Holistic healing does not come in a neat package that you can take out of the medicine cabinet and pop into your mouth.  I was searching for a cure for my symptoms instead of looking for ways to fundamentally heal the imbalances in my body.  I didn’t know how to approach holistic or natural healing modalities, because I was only familiar with drugs or surgery as ways to “heal.”

When we are searching for alternatives to conventional medicine, we are often looking through the prism of Western medicine and looking for something that will be a quick fix, like a pill or surgery.   Of course there are herbs and supplements that can help to heal your body, but true healing is only achieved in the long term by using a combination of various modalities.  This is why the concept of holistic healing is difficult for many people to grasp.  Ultimately, I’ve learned that you can only embrace healing if you’re willing to change your perspective from the conventional model.

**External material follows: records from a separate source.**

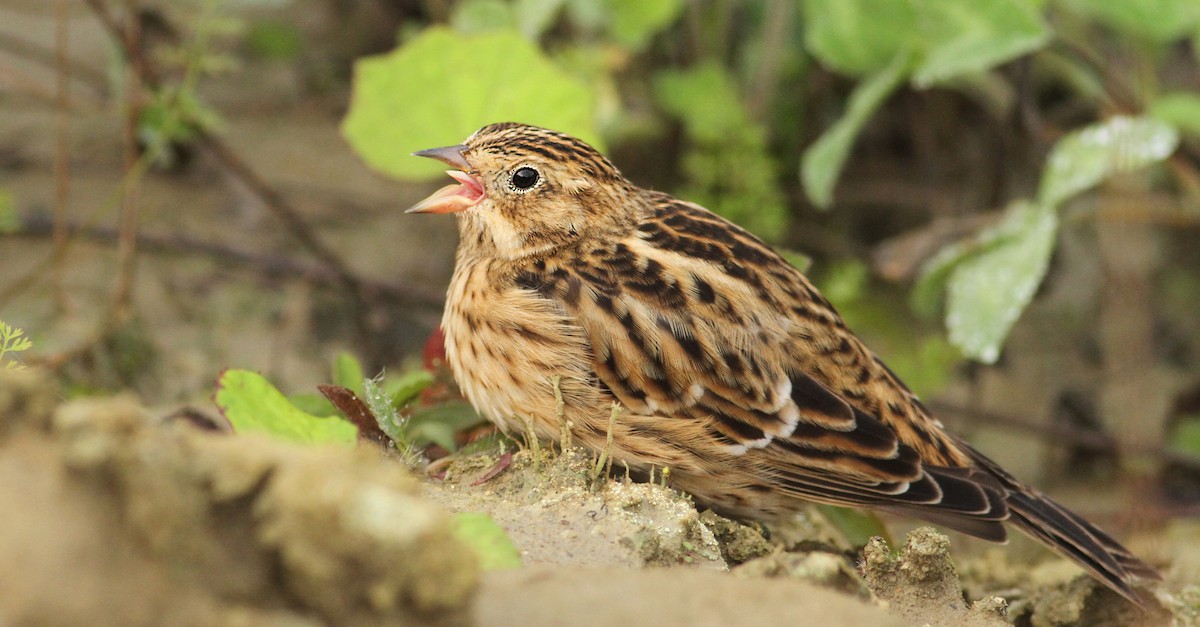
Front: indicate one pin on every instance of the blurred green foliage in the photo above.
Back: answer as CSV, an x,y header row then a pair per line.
x,y
443,83
12,341
736,100
252,404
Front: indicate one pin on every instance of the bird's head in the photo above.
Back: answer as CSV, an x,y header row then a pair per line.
x,y
527,190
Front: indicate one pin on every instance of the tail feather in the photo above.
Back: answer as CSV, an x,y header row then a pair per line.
x,y
1072,536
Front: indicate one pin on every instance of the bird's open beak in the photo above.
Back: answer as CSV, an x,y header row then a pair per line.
x,y
451,198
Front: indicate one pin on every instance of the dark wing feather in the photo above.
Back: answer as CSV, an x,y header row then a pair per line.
x,y
691,317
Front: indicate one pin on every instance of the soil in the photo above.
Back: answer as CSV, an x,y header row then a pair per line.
x,y
112,514
114,517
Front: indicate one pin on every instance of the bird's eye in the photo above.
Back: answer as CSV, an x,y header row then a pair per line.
x,y
523,179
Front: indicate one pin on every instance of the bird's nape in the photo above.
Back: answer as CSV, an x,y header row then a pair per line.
x,y
733,370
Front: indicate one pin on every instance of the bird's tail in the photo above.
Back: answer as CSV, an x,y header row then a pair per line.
x,y
1073,537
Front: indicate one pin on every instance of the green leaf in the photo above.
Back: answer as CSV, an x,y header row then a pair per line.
x,y
405,388
970,37
1090,155
491,544
928,293
634,22
988,291
1180,109
438,424
252,404
729,167
858,37
348,372
857,526
443,85
1162,21
823,160
1186,435
313,404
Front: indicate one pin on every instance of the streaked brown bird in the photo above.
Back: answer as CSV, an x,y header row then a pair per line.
x,y
732,369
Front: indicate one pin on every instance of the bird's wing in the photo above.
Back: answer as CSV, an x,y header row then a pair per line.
x,y
690,317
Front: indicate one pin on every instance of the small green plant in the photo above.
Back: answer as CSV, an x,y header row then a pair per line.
x,y
377,407
12,340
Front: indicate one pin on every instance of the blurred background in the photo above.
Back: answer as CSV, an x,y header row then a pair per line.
x,y
1002,197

Over the years I’ve shifted my perspective quite a bit and this is what I have learned:

  1. Be open to healing.  This is a big one.  Many of us characterize ourselves by our diseases and think that we will always have them.  We must have the attitude that we can fully and completely heal.  Our will to beat our disease manifests itself as positive energy in our bodies.  If we are always down about having a chronic illness, our mindsets are actively working against our healing.  I know that you’ve heard the term “will to live.”  People who have a strong will to live often survive tragic accidents or terminal illnesses longer than people who don’t.  The same is true when it comes to healing.  We must have a strong will to heal.  I heard someone say “I don’t live with lupus, lupus lives with me.”   While we are on our journey to healing, we should also have the attitude that we can live full lives with our chronic illness.
  2. Diet and lifestyle are primary ways to heal.   When I was taking medications to suppress my immune system, my diet wasn’t horrible, but I had no idea that what I was eating was affecting my symptoms.   I often ate organic yogurt because I thought that it was a healthy way to get calcium and fermented foods into my diet and for some people it is.  However, I did not know that dairy is inflammatory and therefore the nemesis of someone with an autoimmune disease.  Over time I learned how food affected my body and changed my diet, and I urge you to do the same.  Also be mindful of the amount of sleep you’re getting, your stress level, your exercise routine, the quality of your relationships and your environment as they significantly impact your health and healing process as well.
  3. Healing might not come in the package that you think it will.  As I mentioned before, I was googling quick fixes for myasthenia gravis, but my healing came in the form of diet, healing my gut, reducing stress, acupuncture, chiropractic adjustments, positivity and reducing environmental toxins from my life.  At the beginning of my healing journey, I met a chiropractor who educated me about many different modalities of healing.  I took four pages of notes during her one hour workshop!  I was impressed that she was knowledgeable about all the body systems and not just backaches!  I had no idea that chiropractic adjustments can affect the entire body and help you to heal, but once I acquired that knowledge, I incorporated adjustments into my wellness routine.  The same was true of the other healing modalities that I adopted.  I had shifted my perspective at that point and was open to new ideas, new theories, new modalities and different ways of healing.  That was the only way that I was able to find what worked for me.
  4. Your body is your greatest teacher.  Listen to her (or him).  When I was practicing law at a big law firm, I worked 300 billable hours in November and December 2007.  During those months I didn’t have blurred or double vision (my primary symptoms of myasthenia gravis), but I had palpitations, pains and tightness in various parts of my body.  Despite those signals, I continued to push myself, because I wanted to make the year-end bonus.  A couple of weeks into January, my body finally gave in and I started getting blurred and double vision even though I was taking medication.  My body had had enough.  If I had listened to the warning signals that my body was giving me, I probably wouldn’t have gotten blurred vision in January.  Now I have become acutely aware of my body and listen to every signal that she gives me.  Our bodies tell us when we need additional rest, when we can give them that extra push and when something is wrong.  Get to know your body intimately and then listen to her (or him).

Learning to listen to my body is the most valuable lesson that I have learned.  I now know if something is slightly off with my body, even if I don’t know exactly what it is.  My next step is to follow up with my healers and investigate until I figure out what is wrong.  Now it’s your turn.  Which of these lessons resonated with you?  Which one will you adopt first?